Negeri Wakanda memiliki UU tentang korupsi bahkan ada lembaga negara yang khusus menangani korupsi. Akan tetapi korupsi masih saja terjadi seakan tidak ada takut-takutnya aparat melakukan korupsi. Ditambah lagi adanya konflik di dalam lembaga itu sendiri yang membuat seakan ada kubu-kubuan yang membuat situasi sering tidak kondusif. Bagaimana bisa fokus menangani kasus korupsi jika di dalam institusinya sendiri selalu bergejolak.
Bahaya korupsi jelas terpampang di depan mata. Kerugiannya pun terasa hingga ke akar rumput. Upaya pencegahan sudah dilakukan akan tetapi kenapa hasilnya tidak bisa maksimal? Korupsi masih saja banyak terjadi dan gilanya jumlah uang, dana, atau kekayaan negara yang ditilap makin besar hingga trilyunan mata uang Wakanda. Uang milyaran saja jarang dilihat oleh mayoritas rakyat Wakanda apalagi memiliki.
Menurut sebuah laporan di negeri Wakanda ada sekitar 270 juta jiwa tapi yang memiliki rekening di atas 1 milyar hanya 565.000 yang berarti hanya 0.21% saja, sisanya 99.79% bisa dibilang ke dalam kaum pas-pasan. Bagaimana bisa koruptor mencuri uang negara yang harusnya untuk kepentingan rakyat yang masih hidup pas-pasan. Sungguh tidak punya otak dan nurani.
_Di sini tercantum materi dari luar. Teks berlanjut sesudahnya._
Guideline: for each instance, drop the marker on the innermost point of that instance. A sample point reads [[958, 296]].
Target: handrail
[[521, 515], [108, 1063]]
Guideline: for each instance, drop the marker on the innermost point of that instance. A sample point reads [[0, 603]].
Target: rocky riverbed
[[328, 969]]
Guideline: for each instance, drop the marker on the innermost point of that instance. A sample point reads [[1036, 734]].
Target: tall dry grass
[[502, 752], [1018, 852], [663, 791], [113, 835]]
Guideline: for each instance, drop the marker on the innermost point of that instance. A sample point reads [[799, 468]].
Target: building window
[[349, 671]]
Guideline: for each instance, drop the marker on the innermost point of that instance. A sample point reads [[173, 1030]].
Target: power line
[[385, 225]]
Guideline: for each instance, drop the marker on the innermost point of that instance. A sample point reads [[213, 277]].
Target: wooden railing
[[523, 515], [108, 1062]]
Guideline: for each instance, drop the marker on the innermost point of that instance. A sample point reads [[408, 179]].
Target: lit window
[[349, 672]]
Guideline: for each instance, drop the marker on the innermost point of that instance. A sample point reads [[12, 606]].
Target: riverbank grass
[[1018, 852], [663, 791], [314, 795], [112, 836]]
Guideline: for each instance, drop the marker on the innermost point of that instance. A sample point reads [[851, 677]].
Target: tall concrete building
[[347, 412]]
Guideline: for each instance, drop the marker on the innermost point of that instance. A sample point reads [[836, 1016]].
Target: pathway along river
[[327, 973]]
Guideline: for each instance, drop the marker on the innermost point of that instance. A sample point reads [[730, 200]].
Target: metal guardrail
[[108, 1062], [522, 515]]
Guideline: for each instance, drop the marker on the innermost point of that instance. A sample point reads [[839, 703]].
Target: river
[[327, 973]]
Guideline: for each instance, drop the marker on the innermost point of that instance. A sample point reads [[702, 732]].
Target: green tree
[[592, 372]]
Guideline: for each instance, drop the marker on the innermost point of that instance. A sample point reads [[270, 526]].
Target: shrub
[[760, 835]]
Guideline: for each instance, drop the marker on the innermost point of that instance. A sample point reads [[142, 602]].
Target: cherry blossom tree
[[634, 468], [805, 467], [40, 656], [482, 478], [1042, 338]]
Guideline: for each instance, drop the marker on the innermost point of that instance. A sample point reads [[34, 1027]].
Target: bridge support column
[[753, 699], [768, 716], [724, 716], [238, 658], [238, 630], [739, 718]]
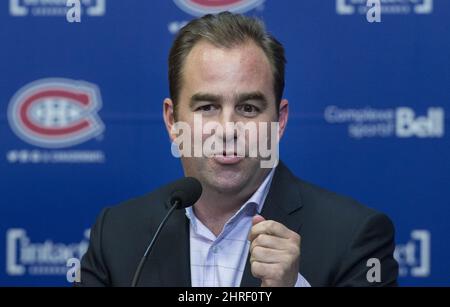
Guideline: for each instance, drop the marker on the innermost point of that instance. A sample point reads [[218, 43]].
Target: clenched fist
[[274, 253]]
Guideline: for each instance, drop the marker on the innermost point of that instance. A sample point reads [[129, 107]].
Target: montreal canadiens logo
[[56, 113], [201, 7]]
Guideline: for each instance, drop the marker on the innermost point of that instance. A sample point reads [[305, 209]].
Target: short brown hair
[[225, 30]]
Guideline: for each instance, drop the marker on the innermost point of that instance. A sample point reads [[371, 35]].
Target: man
[[252, 226]]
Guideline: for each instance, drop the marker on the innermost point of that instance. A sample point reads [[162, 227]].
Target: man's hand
[[274, 253]]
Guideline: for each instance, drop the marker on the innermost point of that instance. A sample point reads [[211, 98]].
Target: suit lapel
[[169, 263], [283, 205]]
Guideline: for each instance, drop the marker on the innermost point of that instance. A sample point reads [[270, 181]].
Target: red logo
[[56, 113]]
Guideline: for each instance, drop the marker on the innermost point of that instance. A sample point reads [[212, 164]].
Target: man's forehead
[[208, 58]]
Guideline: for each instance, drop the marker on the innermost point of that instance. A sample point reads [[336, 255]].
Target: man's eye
[[206, 108], [248, 109]]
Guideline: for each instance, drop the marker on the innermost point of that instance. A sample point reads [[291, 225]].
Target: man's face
[[226, 86]]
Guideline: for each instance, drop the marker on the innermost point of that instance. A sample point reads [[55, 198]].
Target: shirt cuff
[[302, 282]]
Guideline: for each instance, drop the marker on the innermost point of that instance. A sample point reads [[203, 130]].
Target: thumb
[[257, 219]]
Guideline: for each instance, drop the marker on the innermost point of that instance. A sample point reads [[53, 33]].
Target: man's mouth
[[227, 158]]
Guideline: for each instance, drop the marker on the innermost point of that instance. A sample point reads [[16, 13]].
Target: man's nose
[[228, 119]]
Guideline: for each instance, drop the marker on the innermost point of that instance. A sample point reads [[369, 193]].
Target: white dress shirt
[[220, 261]]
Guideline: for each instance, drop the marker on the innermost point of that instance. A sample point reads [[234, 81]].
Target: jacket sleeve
[[369, 259], [94, 271]]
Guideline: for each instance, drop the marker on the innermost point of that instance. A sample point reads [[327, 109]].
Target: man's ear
[[168, 116], [283, 116]]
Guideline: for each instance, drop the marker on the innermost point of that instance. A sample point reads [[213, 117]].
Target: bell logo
[[429, 126]]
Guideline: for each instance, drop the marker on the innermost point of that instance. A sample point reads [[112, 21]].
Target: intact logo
[[202, 7], [56, 113]]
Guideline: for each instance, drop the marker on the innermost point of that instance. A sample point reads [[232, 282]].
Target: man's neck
[[214, 209]]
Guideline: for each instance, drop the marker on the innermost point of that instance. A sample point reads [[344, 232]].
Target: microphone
[[184, 193]]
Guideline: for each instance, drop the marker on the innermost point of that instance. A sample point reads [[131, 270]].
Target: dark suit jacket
[[338, 237]]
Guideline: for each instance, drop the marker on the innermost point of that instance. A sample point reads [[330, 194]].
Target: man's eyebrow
[[252, 96], [198, 97]]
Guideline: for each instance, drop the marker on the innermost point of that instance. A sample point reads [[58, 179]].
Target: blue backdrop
[[368, 118]]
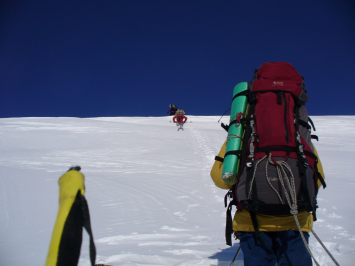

Sebegitu susahnya atau sebegitu banyak kepentingankah sehingga masalah korupsi ini ibarat benang kusut yang tidak bisa diurai?
Lantas bagaimana jika rakyat Wakanda sudah muak dengan koruptor? Apakah bisa memaksa pemerintah melakukan tindakan ekstrim agar koruptor jera? Apakah bisa membuat UU darurat untuk menghukum mati koruptor? Tidak hanya hukuman mati bagi pelaku tapi juga keluarga yang menikmati hasil korupsi dipajang di media massa dan disiarkan secara luas kepada masyarakat umum agar malu sehingga menjadi pengingat siapapun anggota keluarga yang memegang jabatan untuk tidak korupsi.
Budaya malu sepertinya sudah semakin luntur di negeri Wakanda. Yang menonjol justru budaya pamer apalagi setelah adanya sosial media, kesempatan untuk pamer seakan tersalurkan dengan sempurna. Semua dipamerkan bahkan tak jarang dengan cara-cara tidak etis dan menipu. Pamer tentu boleh saja asal sesuatu yang positif dan memotivasi orang lain untuk mencapai hal serupa. Pamer prestasi, penghargaan, pencapaian, bukan pamer kekayaan, hedonisme, dan sejenisnya.
Belum lagi ada cerita dukungan dari teman sejawat jika salah satu rekannya tertangkap korupsi termasuk jika pejabat besar yang tertangkap, aparat lain seakan dari memberikan perlakuan istimewa di penjara dan di persidangan. Sebuah tontonan yang menyakitkan rakyat dan merendahkan hukum itu sendiri.
Bahayanya sampai kapan rantai kebobrokan itu dipertahankan? Tontonan seperti itu bukannya malah mengajari generasi penerus bahwa korupsi bukan hal yang menakutkan?
Tentu selalu ada pro dan kontra masalah hukuman mati tapi bila melihat dampaknya di mana satu koruptor bisa mengorbankan ribuan bahkan jutaan rakyat miskin apakah menghukum satu koruptor bukan sebuah hukuman yang adil?
Tentu saja hukuman yang akan diberlakukan ada tingkatannya. Hukuman mati adalah hukuman maksimal jika dampak dari korupsinya bisa merugikan banyak orang.
Seandainya hukuman mati diberlakukan di negeri Wakanda--sebagai shock therapy sampai tingkat korupsi menurun drastis dan tidak ada lagi penyalahgunaan anggaran negara-- kemungkinan besar cerita akan lain. Cita-cita Wakanda menjadi negara maju, menjadi negara dengan GDP tinggi, negara dengan rakyatnya sejahtera, adil, dan makmur seperti yang juga diamanatkan undang-undang mungkin akan lebih cepat tercapai.